Warning! Not for the faint of heart! A Florida man, recently arrested for driving a stolen Mercedes, spent his time detained in the police vehicle attempting to bite off his own fingerprints!
Don’t worry. The video above, while super weird, isn’t that graphic. Mostly because the man in question was ultimately unsuccessful in removing said fingerprints, which were later easily identified by the police scanner.
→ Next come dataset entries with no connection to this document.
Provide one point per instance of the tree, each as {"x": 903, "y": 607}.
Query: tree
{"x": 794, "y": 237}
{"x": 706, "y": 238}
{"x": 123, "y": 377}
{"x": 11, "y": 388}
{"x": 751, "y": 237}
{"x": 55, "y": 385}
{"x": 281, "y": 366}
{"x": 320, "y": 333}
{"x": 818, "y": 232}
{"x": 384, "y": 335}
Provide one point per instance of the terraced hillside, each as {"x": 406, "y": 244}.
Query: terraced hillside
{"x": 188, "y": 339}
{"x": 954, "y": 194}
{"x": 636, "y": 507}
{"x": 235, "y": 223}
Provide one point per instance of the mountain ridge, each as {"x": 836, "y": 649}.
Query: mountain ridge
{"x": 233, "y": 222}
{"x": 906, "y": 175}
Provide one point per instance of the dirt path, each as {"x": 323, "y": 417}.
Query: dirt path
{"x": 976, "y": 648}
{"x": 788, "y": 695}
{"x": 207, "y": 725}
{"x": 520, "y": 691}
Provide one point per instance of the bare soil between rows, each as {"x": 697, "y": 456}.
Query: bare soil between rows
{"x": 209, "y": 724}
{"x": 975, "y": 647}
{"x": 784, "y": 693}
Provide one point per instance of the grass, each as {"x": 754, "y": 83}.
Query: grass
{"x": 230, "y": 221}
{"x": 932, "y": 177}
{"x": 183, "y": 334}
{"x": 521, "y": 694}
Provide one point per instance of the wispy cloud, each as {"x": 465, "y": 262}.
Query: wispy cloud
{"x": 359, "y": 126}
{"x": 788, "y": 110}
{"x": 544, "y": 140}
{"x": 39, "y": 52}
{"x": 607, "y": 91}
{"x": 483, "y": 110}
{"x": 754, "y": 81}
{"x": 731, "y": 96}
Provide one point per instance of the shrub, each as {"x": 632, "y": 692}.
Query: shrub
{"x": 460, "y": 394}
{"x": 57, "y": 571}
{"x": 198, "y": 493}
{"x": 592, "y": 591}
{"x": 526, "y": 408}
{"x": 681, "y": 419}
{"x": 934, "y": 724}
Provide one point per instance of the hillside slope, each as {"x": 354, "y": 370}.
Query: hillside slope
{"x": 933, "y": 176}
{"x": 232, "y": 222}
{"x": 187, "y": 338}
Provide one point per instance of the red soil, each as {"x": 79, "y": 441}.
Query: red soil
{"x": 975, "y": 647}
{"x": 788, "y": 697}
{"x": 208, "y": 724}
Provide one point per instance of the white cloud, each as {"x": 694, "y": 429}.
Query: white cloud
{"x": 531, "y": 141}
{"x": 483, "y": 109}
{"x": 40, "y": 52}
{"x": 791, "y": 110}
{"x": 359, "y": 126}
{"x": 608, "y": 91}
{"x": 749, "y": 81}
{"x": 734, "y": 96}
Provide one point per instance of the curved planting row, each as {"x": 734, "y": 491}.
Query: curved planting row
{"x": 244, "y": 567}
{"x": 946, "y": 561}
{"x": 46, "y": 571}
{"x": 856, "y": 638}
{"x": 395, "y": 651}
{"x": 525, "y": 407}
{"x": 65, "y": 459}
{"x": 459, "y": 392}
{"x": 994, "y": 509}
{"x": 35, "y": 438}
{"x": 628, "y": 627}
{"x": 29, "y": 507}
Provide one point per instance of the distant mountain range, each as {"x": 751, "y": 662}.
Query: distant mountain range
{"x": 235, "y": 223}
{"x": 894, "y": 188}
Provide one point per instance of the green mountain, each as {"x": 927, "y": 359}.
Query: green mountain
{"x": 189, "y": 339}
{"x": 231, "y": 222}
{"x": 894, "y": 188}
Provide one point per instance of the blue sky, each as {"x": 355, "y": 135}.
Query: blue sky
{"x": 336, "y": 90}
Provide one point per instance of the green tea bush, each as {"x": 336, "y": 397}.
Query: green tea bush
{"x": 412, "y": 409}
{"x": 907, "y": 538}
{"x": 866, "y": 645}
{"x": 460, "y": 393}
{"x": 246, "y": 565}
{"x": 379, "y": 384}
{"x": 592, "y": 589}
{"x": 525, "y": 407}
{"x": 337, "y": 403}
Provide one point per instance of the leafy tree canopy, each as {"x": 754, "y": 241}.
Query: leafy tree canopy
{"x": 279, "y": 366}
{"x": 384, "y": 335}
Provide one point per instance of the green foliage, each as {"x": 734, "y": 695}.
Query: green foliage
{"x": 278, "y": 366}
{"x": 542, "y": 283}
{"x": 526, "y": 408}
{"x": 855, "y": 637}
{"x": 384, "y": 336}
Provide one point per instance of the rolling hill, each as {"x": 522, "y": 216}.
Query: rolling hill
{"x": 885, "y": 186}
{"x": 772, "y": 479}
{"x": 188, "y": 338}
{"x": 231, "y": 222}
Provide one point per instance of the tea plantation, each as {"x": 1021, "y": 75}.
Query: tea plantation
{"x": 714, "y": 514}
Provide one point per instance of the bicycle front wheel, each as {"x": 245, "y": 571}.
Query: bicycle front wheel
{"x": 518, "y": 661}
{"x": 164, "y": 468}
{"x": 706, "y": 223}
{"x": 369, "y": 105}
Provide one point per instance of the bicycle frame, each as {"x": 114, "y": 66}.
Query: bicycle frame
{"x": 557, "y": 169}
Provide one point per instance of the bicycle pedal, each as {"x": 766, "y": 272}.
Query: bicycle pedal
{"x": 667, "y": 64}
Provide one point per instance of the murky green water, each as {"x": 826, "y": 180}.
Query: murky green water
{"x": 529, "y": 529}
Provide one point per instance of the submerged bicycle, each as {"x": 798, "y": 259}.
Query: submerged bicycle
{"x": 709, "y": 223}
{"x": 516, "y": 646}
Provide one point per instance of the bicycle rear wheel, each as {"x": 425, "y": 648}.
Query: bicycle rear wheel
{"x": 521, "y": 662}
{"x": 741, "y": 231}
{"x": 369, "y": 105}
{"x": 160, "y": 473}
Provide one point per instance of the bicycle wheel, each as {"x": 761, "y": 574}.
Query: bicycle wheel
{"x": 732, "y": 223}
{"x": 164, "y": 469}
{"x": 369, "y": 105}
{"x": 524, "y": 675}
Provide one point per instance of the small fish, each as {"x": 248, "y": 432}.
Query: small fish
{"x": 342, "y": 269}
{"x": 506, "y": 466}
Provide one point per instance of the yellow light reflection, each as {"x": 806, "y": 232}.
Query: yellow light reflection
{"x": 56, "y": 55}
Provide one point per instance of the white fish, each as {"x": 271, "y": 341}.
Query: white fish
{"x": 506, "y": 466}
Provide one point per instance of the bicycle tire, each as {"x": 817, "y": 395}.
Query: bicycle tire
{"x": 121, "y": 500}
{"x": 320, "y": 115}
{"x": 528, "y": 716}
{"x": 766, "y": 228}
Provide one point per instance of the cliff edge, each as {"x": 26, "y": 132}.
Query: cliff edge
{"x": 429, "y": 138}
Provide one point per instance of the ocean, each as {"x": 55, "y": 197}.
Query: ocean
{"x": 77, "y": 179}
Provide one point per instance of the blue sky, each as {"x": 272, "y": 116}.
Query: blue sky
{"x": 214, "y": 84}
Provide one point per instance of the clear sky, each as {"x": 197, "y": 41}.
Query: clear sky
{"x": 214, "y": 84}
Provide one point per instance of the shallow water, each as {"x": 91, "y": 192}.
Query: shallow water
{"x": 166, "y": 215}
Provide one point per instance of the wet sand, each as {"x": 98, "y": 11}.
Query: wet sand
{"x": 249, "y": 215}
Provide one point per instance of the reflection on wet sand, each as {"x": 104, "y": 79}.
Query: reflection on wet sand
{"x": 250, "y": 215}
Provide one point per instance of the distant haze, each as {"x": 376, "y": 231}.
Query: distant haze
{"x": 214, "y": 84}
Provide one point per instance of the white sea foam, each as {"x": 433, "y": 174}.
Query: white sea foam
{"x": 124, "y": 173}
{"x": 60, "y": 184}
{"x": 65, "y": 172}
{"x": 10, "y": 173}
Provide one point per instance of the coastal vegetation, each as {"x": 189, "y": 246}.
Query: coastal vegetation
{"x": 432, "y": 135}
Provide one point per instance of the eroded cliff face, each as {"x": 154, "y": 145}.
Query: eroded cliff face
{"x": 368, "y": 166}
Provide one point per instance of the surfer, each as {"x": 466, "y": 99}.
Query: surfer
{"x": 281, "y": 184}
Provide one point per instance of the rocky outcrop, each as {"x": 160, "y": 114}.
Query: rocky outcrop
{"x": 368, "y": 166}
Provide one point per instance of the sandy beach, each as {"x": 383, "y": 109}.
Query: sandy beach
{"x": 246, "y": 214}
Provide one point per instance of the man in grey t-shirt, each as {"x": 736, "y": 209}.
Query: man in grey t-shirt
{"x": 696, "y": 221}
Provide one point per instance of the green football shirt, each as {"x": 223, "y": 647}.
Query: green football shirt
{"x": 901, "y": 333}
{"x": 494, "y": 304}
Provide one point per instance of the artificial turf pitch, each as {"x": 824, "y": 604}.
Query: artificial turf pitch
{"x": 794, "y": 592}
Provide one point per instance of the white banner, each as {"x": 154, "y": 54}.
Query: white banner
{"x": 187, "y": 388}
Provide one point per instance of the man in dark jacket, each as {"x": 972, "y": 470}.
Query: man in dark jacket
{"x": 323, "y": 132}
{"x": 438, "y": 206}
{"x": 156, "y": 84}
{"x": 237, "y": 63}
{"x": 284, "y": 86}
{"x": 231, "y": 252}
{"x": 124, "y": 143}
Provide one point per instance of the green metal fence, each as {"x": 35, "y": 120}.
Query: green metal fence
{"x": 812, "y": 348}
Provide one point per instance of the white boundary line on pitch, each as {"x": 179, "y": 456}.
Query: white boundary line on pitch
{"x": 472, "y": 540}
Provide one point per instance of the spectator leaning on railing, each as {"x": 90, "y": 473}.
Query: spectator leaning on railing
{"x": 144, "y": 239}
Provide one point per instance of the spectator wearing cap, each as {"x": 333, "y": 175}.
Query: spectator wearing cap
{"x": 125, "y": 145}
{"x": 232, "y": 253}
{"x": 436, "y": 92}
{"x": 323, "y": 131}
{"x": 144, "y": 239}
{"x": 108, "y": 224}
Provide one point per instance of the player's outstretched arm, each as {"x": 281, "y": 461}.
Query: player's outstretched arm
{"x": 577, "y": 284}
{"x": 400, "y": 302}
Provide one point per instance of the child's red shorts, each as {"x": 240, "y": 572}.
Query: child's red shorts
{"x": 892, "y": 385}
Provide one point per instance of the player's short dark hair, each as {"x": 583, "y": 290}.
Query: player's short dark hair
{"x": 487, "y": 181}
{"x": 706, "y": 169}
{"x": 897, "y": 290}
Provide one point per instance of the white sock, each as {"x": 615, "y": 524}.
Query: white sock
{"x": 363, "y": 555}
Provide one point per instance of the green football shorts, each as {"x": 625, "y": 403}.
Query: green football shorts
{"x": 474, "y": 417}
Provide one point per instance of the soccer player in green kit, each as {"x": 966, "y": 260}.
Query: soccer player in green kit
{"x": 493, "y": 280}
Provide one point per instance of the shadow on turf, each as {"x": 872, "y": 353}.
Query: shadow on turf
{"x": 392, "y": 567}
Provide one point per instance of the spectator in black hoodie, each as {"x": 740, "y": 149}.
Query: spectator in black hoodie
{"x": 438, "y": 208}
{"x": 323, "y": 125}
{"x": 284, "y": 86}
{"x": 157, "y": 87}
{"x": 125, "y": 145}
Old-school Gangster Tactics
Fingerprint-ectomies aren’t new to the criminal world. The first reported case happened in 1933, when gang leader Theodore “Handsome Jack” Klutas was found to have filed down his fingers to obscure his prints. Two members of Kate “Ma” Barker’s clan had a doctor surgically slice their fingerprints off. But just like their modern Floridian counterpart, none of these attempts were successful. The prints either grew back or weren’t obscured enough to prevent identification.
One reasonably successful case was John Dillinger, who in the same Depression era gave his fingers the chemical treatment, burning them with acid to remove all but the faintest trace of his distinctive ridges.
Pain But No Gain
If you’re considering removing your fingerprints and aren’t fazed by the most obvious deterrent (i.e., extreme pain), here’s another pretty good reason not to remove them: it usually doesn’t even work. Medical research suggests you have to penetrate not only the epidermis but the generating layer that retains the template of your fingerprint to do any permanent damage to your prints. Otherwise they’ll just grow back.
And if you succeed and permanently scar your fingers? Congratulations, you’ve just made it even easier for police to identify you! “Hey, Bill, who do you think left these fingerprints with the weird scar pattern?” “Oh, probably that guy that tried to cut his own fingerprints off when we arrested him last time” “Cool, let’s go round him up again”.
Invasive Maneuvers
As biometrics gets more and more invasive, we can probably expect to see criminals go to greater, more dangerous lengths to evade identification.
If iris scanners can identify you from 40 feet away, how far are we from the Minority Report dystopia of removing your eyeballs to escape detection? And if subdermal microchip implants ever become standard, won’t more criminals resort to self-surgery to remove them?
Going off the grid will mean going under the knife, and staying anonymous will be a bloody undertaking.
In the meantime, if you do find yourself arrested—wrongfully or not—do yourself a favor, save yourself the trouble, and keep your fingers intact.